Here’s a story at the SL Trib: “Despite remarkable growth, the big question remains: Will converts become LDS lifers?” I can’t access the story (behind the subscription paywall) so I’m just going to take their prompt and run with it. I’ll write my own article. Will converts become LDS lifers? If you have access to the SL Trib article, you are welcome to post a summary or excerpt a paragraph.

First question: Are Converts any different, as LDS members, than Lifers? Certainly for the first year or so, a Convert is just learning their way around. Some of that is picking up points of LDS doctrine they didn’t get from the missionaries, and honestly I have no idea how much doctrine is still included in current missionary discussions. (Do missionaries even have set discussions they are primed to present when the opportunity arises?) But a lot of what you might call Convert Orientation Year is learning Mormon Culture, from what you can wear or not wear to church to what you can or should do or not do on Sunday to goshdarnit what substitute swear words Mormons use.

My experience as a teenage convert is you are very conscious of being a convert for the first few years. And then somewhere down the line after five or six years that fades away and you feel like any other Mormon most of the time. My sense is there isn’t any difference between a forty-something Mormon who converted as a youth or young adult and a forty-something Mormon who grew up in the Church.
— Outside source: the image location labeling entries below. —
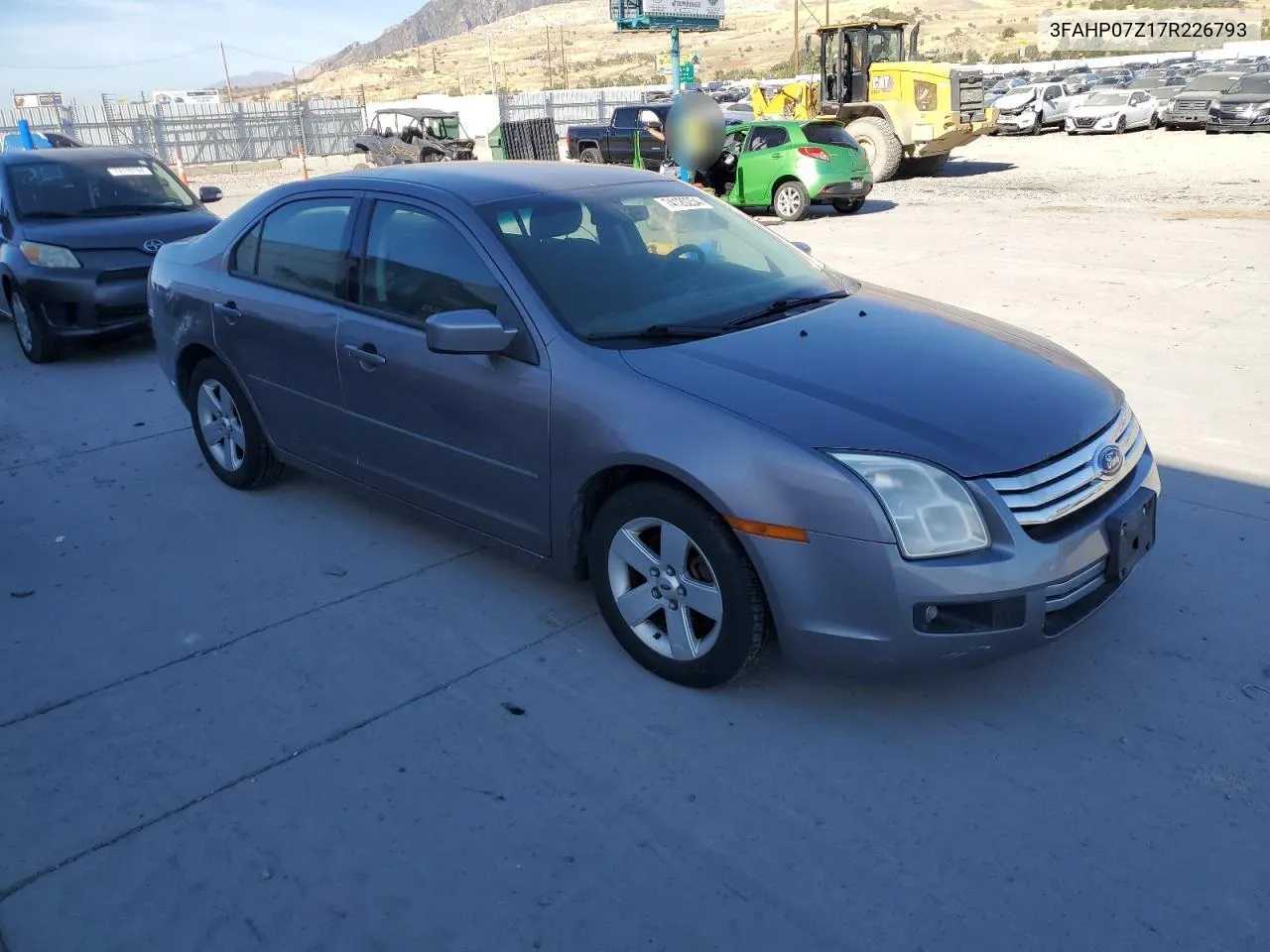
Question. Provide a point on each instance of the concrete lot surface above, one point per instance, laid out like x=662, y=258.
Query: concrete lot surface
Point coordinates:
x=294, y=720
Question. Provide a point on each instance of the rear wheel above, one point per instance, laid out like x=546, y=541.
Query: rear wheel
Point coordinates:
x=35, y=339
x=227, y=431
x=880, y=144
x=790, y=200
x=676, y=587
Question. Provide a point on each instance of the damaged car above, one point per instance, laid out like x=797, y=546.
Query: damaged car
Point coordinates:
x=407, y=136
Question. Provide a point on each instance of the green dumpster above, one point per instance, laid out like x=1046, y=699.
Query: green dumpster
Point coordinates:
x=497, y=150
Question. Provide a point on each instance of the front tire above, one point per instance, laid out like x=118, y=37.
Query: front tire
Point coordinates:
x=880, y=144
x=792, y=202
x=227, y=431
x=35, y=339
x=676, y=587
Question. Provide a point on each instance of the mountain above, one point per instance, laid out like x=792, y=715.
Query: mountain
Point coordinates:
x=437, y=19
x=249, y=80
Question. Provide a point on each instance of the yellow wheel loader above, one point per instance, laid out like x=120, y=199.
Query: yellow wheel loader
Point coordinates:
x=906, y=113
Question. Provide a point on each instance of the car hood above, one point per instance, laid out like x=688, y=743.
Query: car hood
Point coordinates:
x=1012, y=100
x=1243, y=99
x=118, y=234
x=1086, y=109
x=889, y=372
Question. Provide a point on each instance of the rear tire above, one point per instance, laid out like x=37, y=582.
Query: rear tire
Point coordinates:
x=790, y=200
x=880, y=144
x=35, y=339
x=226, y=429
x=702, y=622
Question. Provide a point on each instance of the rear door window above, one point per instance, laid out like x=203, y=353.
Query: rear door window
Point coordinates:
x=302, y=246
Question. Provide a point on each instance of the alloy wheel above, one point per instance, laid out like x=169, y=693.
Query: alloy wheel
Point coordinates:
x=665, y=588
x=221, y=425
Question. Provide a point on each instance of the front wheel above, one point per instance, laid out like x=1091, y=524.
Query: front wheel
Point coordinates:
x=790, y=200
x=227, y=431
x=35, y=339
x=676, y=587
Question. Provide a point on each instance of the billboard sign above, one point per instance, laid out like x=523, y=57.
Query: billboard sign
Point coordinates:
x=33, y=100
x=685, y=9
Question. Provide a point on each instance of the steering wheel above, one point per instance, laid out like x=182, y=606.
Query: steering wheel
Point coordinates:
x=689, y=253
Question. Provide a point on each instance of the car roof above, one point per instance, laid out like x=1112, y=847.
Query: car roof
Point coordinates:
x=476, y=182
x=72, y=157
x=417, y=113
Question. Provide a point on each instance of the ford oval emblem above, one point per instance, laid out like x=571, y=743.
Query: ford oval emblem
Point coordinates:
x=1109, y=461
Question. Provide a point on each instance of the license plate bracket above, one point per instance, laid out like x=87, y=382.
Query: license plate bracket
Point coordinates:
x=1130, y=534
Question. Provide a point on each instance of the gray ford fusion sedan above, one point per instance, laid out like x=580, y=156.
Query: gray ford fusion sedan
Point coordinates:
x=635, y=384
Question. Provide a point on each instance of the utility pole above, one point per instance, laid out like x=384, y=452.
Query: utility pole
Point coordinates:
x=794, y=59
x=225, y=63
x=564, y=63
x=550, y=81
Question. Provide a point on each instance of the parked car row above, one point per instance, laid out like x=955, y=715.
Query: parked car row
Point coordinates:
x=1215, y=102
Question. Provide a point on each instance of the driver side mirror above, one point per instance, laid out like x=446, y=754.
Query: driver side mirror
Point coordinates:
x=467, y=333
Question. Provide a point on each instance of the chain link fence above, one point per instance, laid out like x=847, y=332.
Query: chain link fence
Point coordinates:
x=203, y=134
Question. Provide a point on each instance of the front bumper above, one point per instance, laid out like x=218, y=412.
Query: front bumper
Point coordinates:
x=86, y=302
x=1184, y=121
x=843, y=190
x=851, y=606
x=1100, y=125
x=1238, y=123
x=1019, y=122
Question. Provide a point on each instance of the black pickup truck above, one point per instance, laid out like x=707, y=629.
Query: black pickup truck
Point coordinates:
x=615, y=143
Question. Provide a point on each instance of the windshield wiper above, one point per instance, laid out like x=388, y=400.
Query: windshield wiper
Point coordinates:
x=134, y=208
x=785, y=303
x=661, y=331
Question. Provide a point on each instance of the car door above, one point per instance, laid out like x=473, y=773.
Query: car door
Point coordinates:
x=461, y=435
x=761, y=162
x=276, y=321
x=621, y=150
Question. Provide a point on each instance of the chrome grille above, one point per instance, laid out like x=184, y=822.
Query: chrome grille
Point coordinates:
x=1060, y=488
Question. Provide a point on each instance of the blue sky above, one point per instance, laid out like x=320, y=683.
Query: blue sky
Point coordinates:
x=107, y=41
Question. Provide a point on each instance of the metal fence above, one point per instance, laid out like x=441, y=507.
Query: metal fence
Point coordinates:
x=571, y=107
x=204, y=134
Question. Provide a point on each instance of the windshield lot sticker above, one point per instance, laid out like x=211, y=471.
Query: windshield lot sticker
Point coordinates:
x=683, y=203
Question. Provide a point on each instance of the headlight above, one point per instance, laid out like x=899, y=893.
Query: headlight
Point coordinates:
x=930, y=509
x=49, y=255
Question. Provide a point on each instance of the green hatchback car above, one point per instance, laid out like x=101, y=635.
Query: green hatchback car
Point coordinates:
x=789, y=166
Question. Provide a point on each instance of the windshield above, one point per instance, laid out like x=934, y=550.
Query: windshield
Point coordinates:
x=1252, y=84
x=95, y=186
x=1107, y=99
x=1207, y=84
x=627, y=258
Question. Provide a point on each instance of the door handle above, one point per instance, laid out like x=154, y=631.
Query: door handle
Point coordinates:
x=229, y=311
x=366, y=354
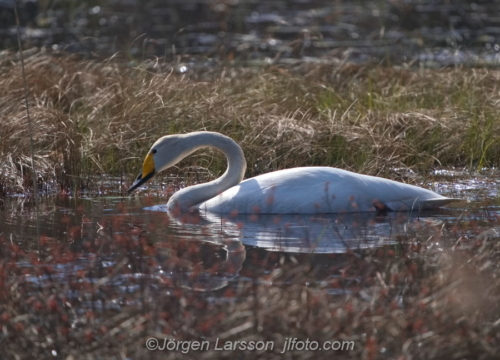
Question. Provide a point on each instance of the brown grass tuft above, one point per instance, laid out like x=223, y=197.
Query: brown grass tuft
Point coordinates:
x=101, y=117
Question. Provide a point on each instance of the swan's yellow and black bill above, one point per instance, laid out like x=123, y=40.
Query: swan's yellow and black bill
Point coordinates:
x=148, y=170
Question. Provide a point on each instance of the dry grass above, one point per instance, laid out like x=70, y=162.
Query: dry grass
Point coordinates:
x=101, y=117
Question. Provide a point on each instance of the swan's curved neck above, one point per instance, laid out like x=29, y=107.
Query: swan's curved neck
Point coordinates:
x=196, y=194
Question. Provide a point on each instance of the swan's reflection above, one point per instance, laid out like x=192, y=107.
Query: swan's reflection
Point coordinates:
x=326, y=233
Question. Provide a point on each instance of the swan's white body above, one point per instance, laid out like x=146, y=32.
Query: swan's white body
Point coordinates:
x=310, y=190
x=304, y=190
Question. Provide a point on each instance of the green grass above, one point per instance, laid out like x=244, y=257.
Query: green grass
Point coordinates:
x=101, y=117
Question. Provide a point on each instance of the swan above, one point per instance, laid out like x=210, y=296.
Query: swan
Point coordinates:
x=302, y=190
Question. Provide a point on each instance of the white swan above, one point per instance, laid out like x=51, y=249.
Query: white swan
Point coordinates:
x=303, y=190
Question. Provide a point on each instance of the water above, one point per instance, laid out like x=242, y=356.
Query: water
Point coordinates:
x=110, y=272
x=104, y=232
x=197, y=33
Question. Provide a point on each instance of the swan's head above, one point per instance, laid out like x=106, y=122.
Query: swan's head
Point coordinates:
x=165, y=152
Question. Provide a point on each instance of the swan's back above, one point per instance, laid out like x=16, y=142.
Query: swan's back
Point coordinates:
x=309, y=190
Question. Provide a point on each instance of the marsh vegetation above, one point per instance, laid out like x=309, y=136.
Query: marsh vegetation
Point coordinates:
x=107, y=275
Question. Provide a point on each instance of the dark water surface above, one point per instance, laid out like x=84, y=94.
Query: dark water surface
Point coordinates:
x=212, y=252
x=425, y=32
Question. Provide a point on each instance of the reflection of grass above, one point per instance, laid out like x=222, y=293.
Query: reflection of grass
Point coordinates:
x=93, y=117
x=435, y=295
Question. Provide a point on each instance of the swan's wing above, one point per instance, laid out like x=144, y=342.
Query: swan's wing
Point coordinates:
x=321, y=190
x=438, y=202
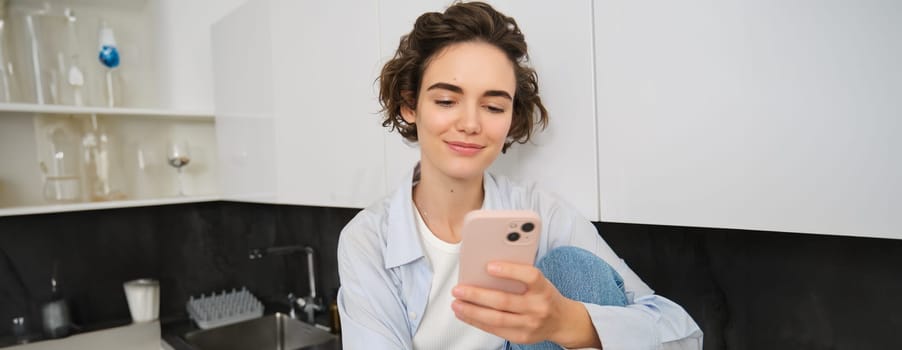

Second question: Do Lifers view Converts differently? Good question. Like I said, after a few years a convert is fully integrated into LDS activity and culture, but LDS lifers may not view them as equals. I think some LDS lifers think converts are not fully and truly Mormon, as if not going through LDS Primary or Seminary leaves a permanent lack of something in the convert’s knowledge of or commitment to the Church. Similarly, I suspect some LDS lifers think an LDS convert is more likely to lose a testimony or leave the LDS Church than a Lifer. Lifer parents might be nervous about one of their kids marrying a Convert. I need some Lifers to weigh in on this.

Third question: Do Converts view Lifers differently? Maybe. The fact is that if you are an adult convert or maybe an older teenage convert, you made a choice to join the LDS Church. Lifers just grew up in the Church — they were socialized (programmed?) to be good Mormons. Statistics show that most people who are in a particular denomination grew up in that denomination. So some Converts may think Converts made the choice, sometimes a difficult one, to join the LDS Church, whereas Lifers are only LDS because they just happened to be born into an LDS home. Lifers just kind of go with the flow, while Converts boldly pursue a chosen path.

So do LDS lifers feel like they ever made a choice to be LDS? That could be in the ongoing sense of every week you make the choice to show up at church on Sunday, or it could be a striking spiritual experience or testimony moment that is the foundation of their continued activity in the Church, much like a convert often goes through.

Final question: Do converts become Ex-Mormons any differently than LDS lifers become Ex-Mormons? I have never really thought of this angle before. One item would be whether Converts are more likely than Lifers to formally exit or to do a soft exit (go totally inactive), and I’m thinking here of a Convert who is fully socialized into life as an active Mormon for several years. I’m guessing the percentages are about the same.

A second item would be whether the issues that lead a Convert to exit are any different from the issues that lead a Lifer to exit. And honestly, I don’t have any clear idea whether there is any distinction here.

A third issue is whether the post-Mormon experience of a Convert who exits the Church is any different from the post-Mormon experience of a Lifer. I think that in some cases a Convert has a pre-Mormon mode of living that he/she can sort of revert to, but hey after you’ve been a Mormon a few years I suspect the post-Mormon you is rather different from the pre-Mormon you. Hopefully a better you. Lifers who exit are entering a brave new world, but by the time they do a full exit I imagine they are excited, not anxious, about their upcoming post-Mormon life. I’m sure some Lifers are going to weigh in on this one. Some may miss the community and the potluck dinners and church basketball, others are just happy to leave meetings and tithing and coffee-less mornings behind.

Okay Lifers and Converts, share your views and experience.